Exercise 1.2.4 of Hatcher asks you to compute $\pi_1(\mathbb{R}^3 - X)$ where $X$ is $n$ lines through the origin. I have been able to solve it (it should be the free group on $2n - 1$ letters), and while I am comfortable with the argument (deformation retract to $S^2$ with $2n$ points removed, homeomorphism to $2n - 1$ points removes in $\mathbb{R}^2$, induction $+$ van Kampen), I originally wanted to do this directly without retracting the space, however I do not see how the generators should look like explicitly in this case.

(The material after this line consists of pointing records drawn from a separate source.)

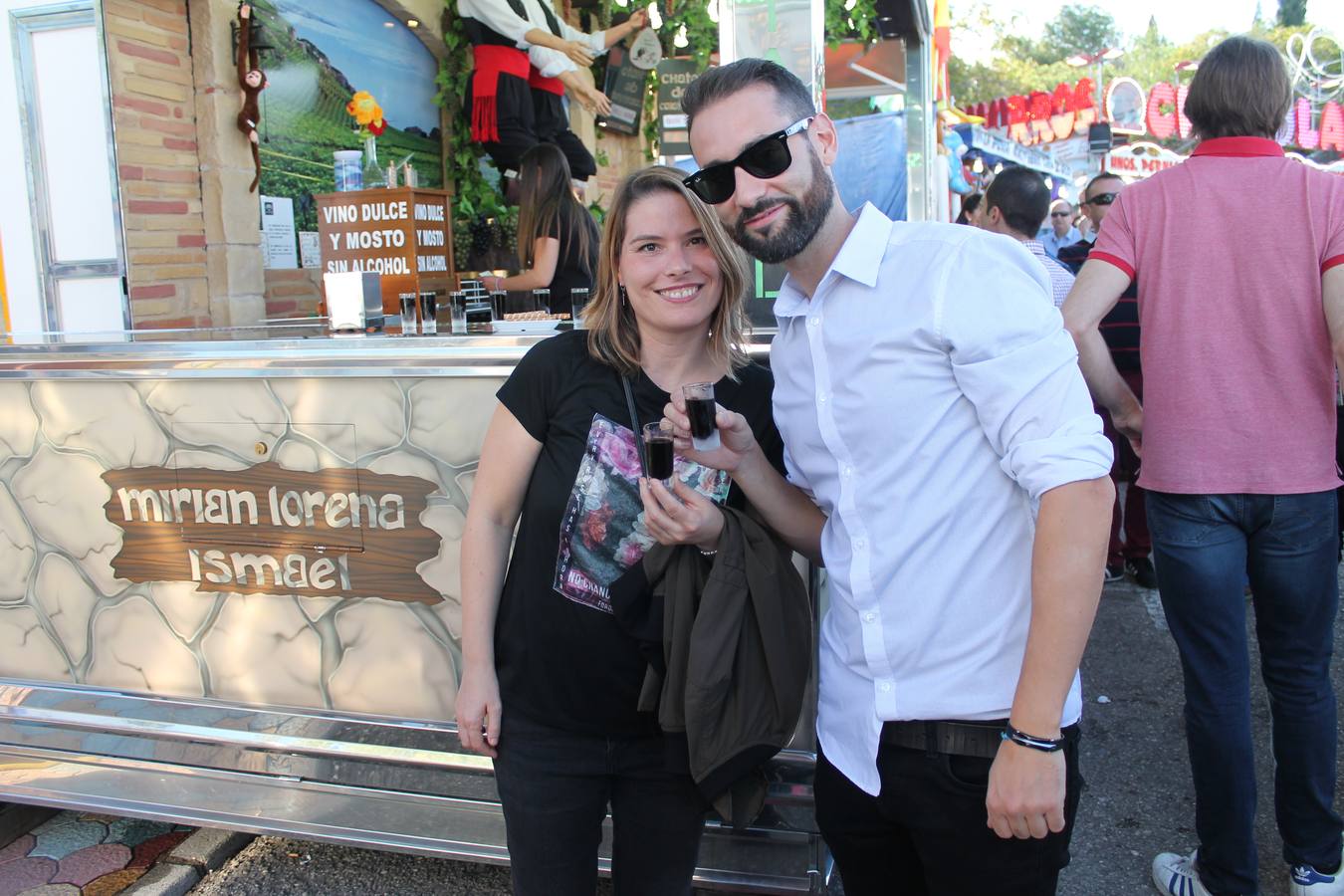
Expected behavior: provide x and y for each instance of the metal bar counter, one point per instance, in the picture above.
(229, 592)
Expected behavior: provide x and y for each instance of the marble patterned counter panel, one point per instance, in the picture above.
(65, 617)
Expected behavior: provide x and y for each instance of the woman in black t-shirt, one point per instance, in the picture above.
(557, 237)
(550, 683)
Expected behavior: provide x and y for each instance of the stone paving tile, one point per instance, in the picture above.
(26, 873)
(65, 834)
(148, 852)
(113, 883)
(18, 849)
(92, 862)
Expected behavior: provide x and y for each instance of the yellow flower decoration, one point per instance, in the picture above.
(365, 111)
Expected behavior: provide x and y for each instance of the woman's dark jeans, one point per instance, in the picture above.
(1205, 546)
(556, 786)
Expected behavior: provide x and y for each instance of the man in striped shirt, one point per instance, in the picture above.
(1016, 203)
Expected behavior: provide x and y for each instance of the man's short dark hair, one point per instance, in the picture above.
(1097, 179)
(1021, 198)
(718, 84)
(1240, 91)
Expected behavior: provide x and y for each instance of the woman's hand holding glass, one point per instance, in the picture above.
(737, 441)
(680, 515)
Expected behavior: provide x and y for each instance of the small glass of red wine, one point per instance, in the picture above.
(701, 408)
(657, 442)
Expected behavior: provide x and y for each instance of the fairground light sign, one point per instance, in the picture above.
(1160, 112)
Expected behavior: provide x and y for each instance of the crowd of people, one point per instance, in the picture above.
(928, 430)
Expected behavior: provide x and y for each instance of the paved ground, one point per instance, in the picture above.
(1137, 802)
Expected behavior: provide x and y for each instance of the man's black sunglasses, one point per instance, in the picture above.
(767, 157)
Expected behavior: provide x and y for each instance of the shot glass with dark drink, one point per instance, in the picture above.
(657, 445)
(701, 408)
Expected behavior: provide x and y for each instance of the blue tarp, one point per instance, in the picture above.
(871, 165)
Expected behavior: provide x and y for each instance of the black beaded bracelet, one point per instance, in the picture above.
(1044, 745)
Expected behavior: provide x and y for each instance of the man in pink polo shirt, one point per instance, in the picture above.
(1239, 261)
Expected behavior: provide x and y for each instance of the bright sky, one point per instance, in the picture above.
(1179, 20)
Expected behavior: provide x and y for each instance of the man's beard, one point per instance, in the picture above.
(799, 226)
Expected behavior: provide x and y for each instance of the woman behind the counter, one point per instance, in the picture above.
(550, 681)
(557, 237)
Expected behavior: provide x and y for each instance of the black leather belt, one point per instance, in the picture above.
(955, 738)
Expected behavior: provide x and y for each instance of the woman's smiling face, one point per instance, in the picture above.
(667, 266)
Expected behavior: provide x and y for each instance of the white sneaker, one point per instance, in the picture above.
(1308, 881)
(1176, 875)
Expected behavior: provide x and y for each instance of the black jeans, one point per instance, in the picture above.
(556, 787)
(1205, 546)
(925, 833)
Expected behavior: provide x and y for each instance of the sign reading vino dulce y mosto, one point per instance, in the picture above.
(335, 533)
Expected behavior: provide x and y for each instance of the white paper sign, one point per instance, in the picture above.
(277, 231)
(310, 249)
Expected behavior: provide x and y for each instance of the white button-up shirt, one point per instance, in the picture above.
(928, 396)
(499, 16)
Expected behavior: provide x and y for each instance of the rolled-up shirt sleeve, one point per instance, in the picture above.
(498, 16)
(1018, 367)
(1116, 241)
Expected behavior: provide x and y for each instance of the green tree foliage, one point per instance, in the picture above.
(1292, 12)
(1079, 30)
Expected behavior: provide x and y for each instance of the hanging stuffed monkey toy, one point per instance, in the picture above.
(252, 80)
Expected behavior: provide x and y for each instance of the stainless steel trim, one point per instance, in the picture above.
(356, 815)
(318, 354)
(252, 739)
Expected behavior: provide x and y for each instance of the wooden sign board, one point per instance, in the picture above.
(405, 234)
(334, 534)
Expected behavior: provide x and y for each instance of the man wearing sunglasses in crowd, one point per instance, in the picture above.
(945, 464)
(1120, 330)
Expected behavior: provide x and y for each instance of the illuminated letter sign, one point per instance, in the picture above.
(1332, 126)
(1306, 138)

For $n = 1$ this is not a problem; given a fixed based point any loop is only dependent on (up to homotopy) how many time it goes around the removed line, and is therefore the integers. For $n = 2$ things start getting weird; I believe there should be four generators, not three. Consider the following illustration:

here I assume that the two removed lines are the $x$ and $y$ axes. Wouldn't all four of these loops act as generators for the fundamental group of $\mathbb{R}^3$ minus these two axes removed? (If the illustration is unclear: each loop loops around the removed line once, not looping around any of the other removed lines. Hence for each line we have two loops, one for each side of the origin.) Of course, I do know this claim is incorrect (as I have proved it to be). I am asking for an explicit description of the generators of this space for $n = 2$, without making any changes to the space, i.e. no homeomorphisms, no deformation retractions. Given a basepoint on this exact space, what will the three generators look like?

Answer 1

The $n$ lines that you remove can be seen as $2n$ half lines starting from the origin. Choose any $2n-1$ of those. For each one take a loop from a fixed basepoint which winds once around that half line (and "only" that). The homotopy classes of these loops generate freely the fundamental group of your space.

Let $a_1,\dots,a_{2n-1}$ be the generators described above. The homotopy class of a loop that winds once around the half line that you didn't choose (and around "only" that) is $a_{\rho(1)}^{k_1}\cdots a_{\rho(2n-1)}^{k_{2n-1}}$ for some $k_i \in \{1,-1\}$ and some permutation $\rho$ of $\{1,\dots,2n-1\}$. You can see this more easily if you first apply a deformation retract to $S^2$.

EDIT:

Let's put orientation and labels to the loops of your example ($\mathbb{R}^3$ with the $x$ and $y$ axes removed):

Then $d \simeq abc$.